Clustered standard errors

Clustered standard errors (or Liang-Zeger standard errors)^[1] are measurements that estimate the standard error of a regression parameter in settings where observations may be subdivided into smaller-sized groups ("clusters") and where the sampling and/or treatment assignment is correlated within each group.^[2]^[3] Clustered standard errors are widely used in a variety of applied econometric settings, including difference-in-differences^[4] or experiments.^[5]

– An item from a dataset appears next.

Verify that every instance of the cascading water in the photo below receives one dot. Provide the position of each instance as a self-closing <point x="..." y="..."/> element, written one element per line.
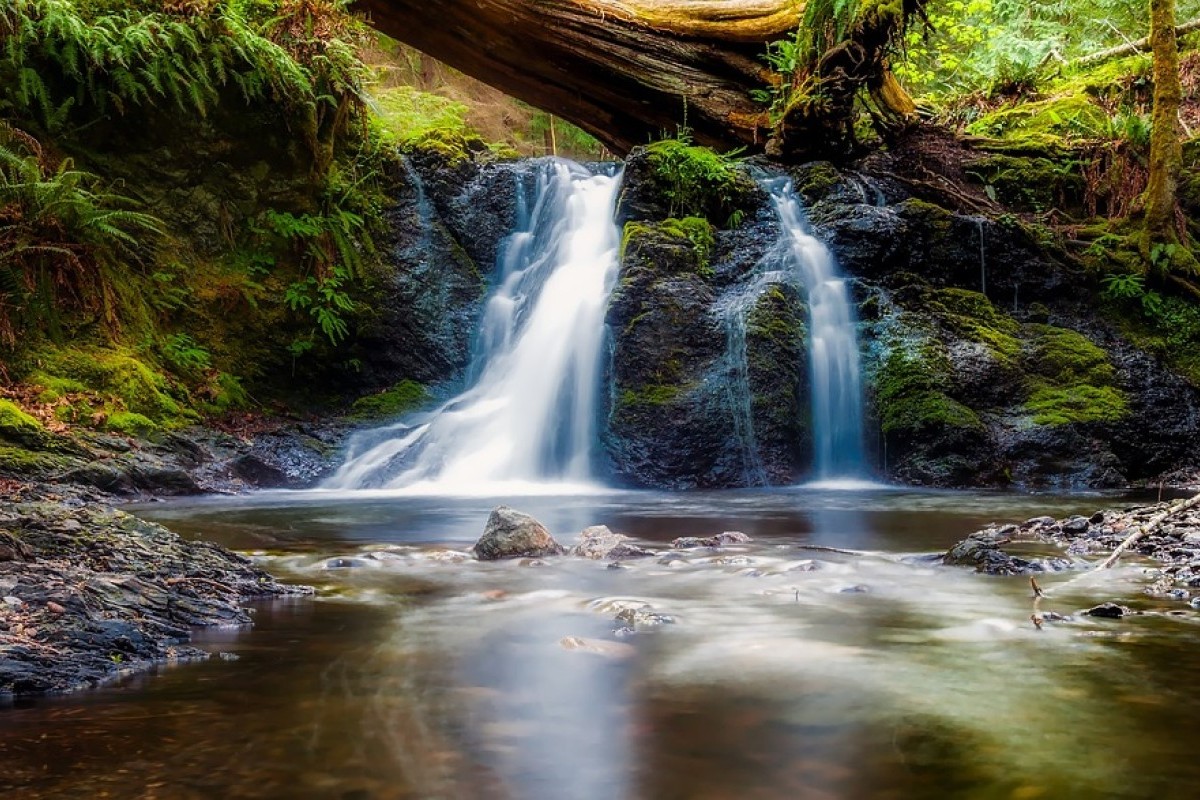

Analogous to how Huber-White standard errors are consistent in the presence of heteroscedasticity and Newey–West standard errors are consistent in the presence of accurately-modeled autocorrelation, clustered standard errors are consistent in the presence of cluster-based sampling or treatment assignment. Clustered standard errors are often justified by possible correlation in modeling residuals within each cluster; while recent work suggests that this is not the precise justification behind clustering,^[6] it may be pedagogically useful.

Intuitive motivation

Clustered standard errors are often useful when treatment is assigned at the level of a cluster instead of at the individual level. For example, suppose that an educational researcher wants to discover whether a new teaching technique improves student test scores. She therefore assigns teachers in "treated" classrooms to try this new technique, while leaving "control" classrooms unaffected. When analyzing her results, she may want to keep the data at the student level (for example, to control for student-level observable characteristics). However, when estimating the standard error or confidence interval of her statistical model, she realizes that classical or even heteroscedasticity-robust standard errors are inappropriate because student test scores within each class are not independently distributed. Instead, students in classes with better teachers have especially high test scores (regardless of whether they receive the experimental treatment) while students in classes with worse teachers have especially low test scores. The researcher can cluster her standard errors at the level of a classroom to account for this aspect of her experiment.^[7]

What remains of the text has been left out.